Some datasets may include time as one of several interventions. TimiRGeN “vanilla” usage considers time as the only variable. However, the downstream analysis can be used as a form of meta-analysis between multiple interventions over time.
A time series dataset of surgically induced mouse kidney fibrosis was also generated and downloaded from this repository GSE118341 [30]. The time series datasets (Unilateral ureter obstruction (UUO) was run through TimiRGeN (following the code found in section 2).

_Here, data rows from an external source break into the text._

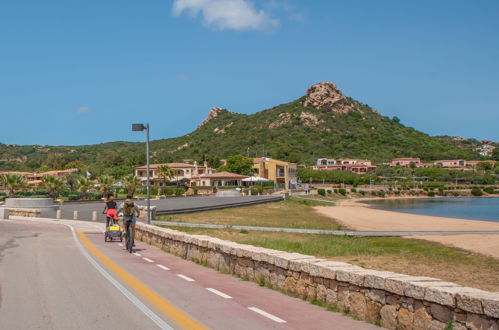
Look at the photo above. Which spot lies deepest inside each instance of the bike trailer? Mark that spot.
(112, 233)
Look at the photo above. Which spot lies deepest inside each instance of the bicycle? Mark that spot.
(129, 236)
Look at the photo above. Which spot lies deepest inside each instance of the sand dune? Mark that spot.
(359, 216)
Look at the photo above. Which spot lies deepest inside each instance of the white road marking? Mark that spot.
(270, 316)
(221, 294)
(188, 279)
(163, 267)
(136, 301)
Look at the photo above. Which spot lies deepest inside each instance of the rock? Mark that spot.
(440, 312)
(421, 319)
(372, 312)
(405, 319)
(323, 95)
(358, 305)
(389, 316)
(214, 112)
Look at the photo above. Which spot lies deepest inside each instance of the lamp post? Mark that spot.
(140, 128)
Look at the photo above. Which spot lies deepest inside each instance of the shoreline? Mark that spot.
(354, 214)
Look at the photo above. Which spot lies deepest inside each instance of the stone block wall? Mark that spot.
(394, 301)
(20, 212)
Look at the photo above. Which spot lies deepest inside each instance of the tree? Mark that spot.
(83, 186)
(71, 180)
(13, 182)
(53, 184)
(105, 182)
(238, 164)
(131, 183)
(165, 172)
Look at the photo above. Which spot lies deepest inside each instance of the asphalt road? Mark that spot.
(170, 204)
(52, 279)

Folic acid data was also run through the same analysis in section 2. Results from the analysis can be contrasted to find differences between kidney fibrosis via FA and UUO.

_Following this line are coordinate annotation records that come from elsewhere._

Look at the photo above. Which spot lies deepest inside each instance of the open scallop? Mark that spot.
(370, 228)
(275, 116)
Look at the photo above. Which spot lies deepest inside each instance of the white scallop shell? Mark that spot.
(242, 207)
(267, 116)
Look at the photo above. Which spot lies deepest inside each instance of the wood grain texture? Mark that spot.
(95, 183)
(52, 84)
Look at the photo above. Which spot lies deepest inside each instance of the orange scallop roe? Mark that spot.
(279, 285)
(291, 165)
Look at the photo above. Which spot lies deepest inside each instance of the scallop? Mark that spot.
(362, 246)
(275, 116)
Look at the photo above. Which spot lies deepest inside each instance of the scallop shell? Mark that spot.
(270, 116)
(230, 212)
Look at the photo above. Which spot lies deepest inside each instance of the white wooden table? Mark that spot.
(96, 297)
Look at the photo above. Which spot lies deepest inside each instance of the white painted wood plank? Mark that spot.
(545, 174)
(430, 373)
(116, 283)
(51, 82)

Both FA (left) and UUO (right) show that Igf1
is
targetted by mmu-miR-18a-5p
. Regression analysis can
contrast this miRNA-mRNA pair in both datasets.
It seems we can be confident that the
Ifg1-mmu-miR-18a-5p
interaction has stronger relationship
in the FA dataset than in the UUO dataset due to the higher odd-ratio
and the lower range of the 95% confidence intervals.
Notably this example also shows warnings from the UUO dataset because it only has three time points. Such datasets will produce warning messages when users try to perform cross-correlation analysis, interpolation and regression analysis.